イネ科花粉症ってお米が原因?詳しいアレルギー内容を解説
日本で一番多いアレルギー疾患である花粉症は、国内だけで約3000万人が罹患しているといわれています。
2023年には2人に1人が花粉症だと推定されており、現在もその数は増え続けているのです。
今回は、スギやヒノキに次いで多いイネ科花粉症について詳しく解説します。
スギやヒノキと比べると、あまり聞かないイメージがあるかもしれませんが、実はスギ花粉症よりも症状が強く出る傾向があるのがイネ科花粉症です。
あまり知られていないイネ科花粉症とは、どのようなものなのでしょうか。
イネ科の花粉症とは?
花粉症とは、体内に入った花粉によって体が起こす免疫反応です。
体内に入った花粉を異物とみなし、異物に対する抗体をつくります。
そして、再び花粉が侵入した時に排除しようとする反応です。くしゃみや涙が出るのはそのためです。
一般的に、花粉のピークは2月から4月といわれていますが、イネ科花粉のピークは5月から6月です。
その頃が最も飛散量が多いですが、実は年に2回もピークがあります。次のピークは、8月から9月です。
イネ科の植物は繁殖力が強いため、河川敷や道端、空き地や畑の周辺など日本の全域に生息しています。
さらに、イネ科の植物は種類が多く、それぞれ開花の時期も異なります。
一度、イネ科の植物のアレルギーを発症すると、他のイネ科の植物でも発症してしまうことがあり、かなり長い期間花粉症の症状に苦しめられることになる可能性があります。
イネ科の花粉症になると、どんな症状が出るの?
スギ花粉などと同じく、主な症状はくしゃみや鼻水、鼻づまりですが、イネ科の花粉症の方が目のかゆみや充血などアレルギー結膜炎の症状が強く出る傾向にあるといわれています。

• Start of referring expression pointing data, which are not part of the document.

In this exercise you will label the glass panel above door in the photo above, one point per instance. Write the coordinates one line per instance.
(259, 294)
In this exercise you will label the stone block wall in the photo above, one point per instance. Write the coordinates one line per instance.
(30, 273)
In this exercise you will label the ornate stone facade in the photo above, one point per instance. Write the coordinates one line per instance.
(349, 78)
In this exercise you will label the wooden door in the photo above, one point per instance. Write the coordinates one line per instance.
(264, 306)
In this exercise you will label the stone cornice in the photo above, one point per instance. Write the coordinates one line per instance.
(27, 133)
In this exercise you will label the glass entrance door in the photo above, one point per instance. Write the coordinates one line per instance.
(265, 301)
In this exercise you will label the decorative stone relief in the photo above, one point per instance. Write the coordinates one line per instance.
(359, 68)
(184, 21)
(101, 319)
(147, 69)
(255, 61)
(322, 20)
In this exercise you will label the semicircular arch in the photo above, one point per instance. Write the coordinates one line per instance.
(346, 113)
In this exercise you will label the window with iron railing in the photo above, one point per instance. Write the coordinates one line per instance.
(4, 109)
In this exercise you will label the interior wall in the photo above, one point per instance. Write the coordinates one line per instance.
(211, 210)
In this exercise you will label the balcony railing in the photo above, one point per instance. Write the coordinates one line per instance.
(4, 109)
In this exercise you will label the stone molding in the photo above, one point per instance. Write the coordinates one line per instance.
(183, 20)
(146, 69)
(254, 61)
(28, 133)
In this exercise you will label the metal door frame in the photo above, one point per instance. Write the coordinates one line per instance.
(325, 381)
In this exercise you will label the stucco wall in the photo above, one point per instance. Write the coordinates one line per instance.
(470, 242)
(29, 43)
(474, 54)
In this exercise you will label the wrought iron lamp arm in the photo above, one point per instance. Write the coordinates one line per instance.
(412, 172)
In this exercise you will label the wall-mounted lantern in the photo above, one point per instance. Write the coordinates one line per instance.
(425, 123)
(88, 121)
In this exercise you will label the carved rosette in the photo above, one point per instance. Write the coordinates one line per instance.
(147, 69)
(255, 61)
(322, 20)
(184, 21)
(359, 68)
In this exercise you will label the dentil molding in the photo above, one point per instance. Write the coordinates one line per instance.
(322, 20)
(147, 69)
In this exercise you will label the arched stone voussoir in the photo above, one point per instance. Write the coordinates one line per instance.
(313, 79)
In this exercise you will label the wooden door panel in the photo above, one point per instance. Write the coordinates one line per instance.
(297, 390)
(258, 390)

また、イネ科の花粉症になると、口腔アレルギー症候群を引き起こしてしまいます。
口腔アレルギー症候群とは、果物や野菜を食べてから約15分以内に唇や口の中にかゆみや腫れ、イガイガ感などのアレルギー症状が現れる病気です。
イネ科の花粉に含まれる抗原物質と似ている抗原を持つ食べ物は、メロンやスイカ(ウリ科)、トマトやじゃがいも(ナス科)、キウイ(マタタビ科)、オレンジ(ミカン科)、ピーナッツ(マメ科)です。今挙げた野菜や果物を食べた後に口の中がイガイガする人はイネ科花粉症の可能性があります。
お米の稲が原因ではない?
イネ科と聞くと、真っ先にお米の稲が思い浮かぶかもしれませんが、お米が取れる稲は関係ありません。イネ科花粉症の人がお米を食べても、アレルギー症状が出る心配はないんです。
厚生労働省が定めるアレルギー物質を含む「特定原材料等」にお米は含まれていないので、アレルギーを起こしにくい食べ物と言えるでしょう。
お米の稲に反応する方もいますが、原因となる植物の多くは海外から輸入された牧草です。特に、イネ科花粉症の原因になりやすいとされているのは、カモガヤです。
スギ花粉のように広範囲に飛散することはなく、イネ科花粉は数十メートルから数百メートルといわれており、近づかなければほとんど影響はないといえます。
イネ科花粉症ってお米が原因?詳しいアレルギー内容まとめ
二十年前と比べると、罹患者が倍以上増え、今や花粉症は国民病です。
政府が「花粉症緩和米」の開発を本格化させ、今年度中には国内の医療機関で臨床試験を開始するといわれているほどです。
スギの花粉症だから、イネ科の花粉症にはならないというわけでもありません。ゴールデンウイークを過ぎても花粉症の症状が続く場合には、イネ科花粉症かもしれません。
今、花粉症ではないという方もいつ発症するかわからないので、春先にはマスクをする、眼鏡をかける、帽子をかぶるなど、対策をしておくといいかもしれません。
すでに花粉症という方も、早めの対策をして花粉の時期を乗り切りましょう。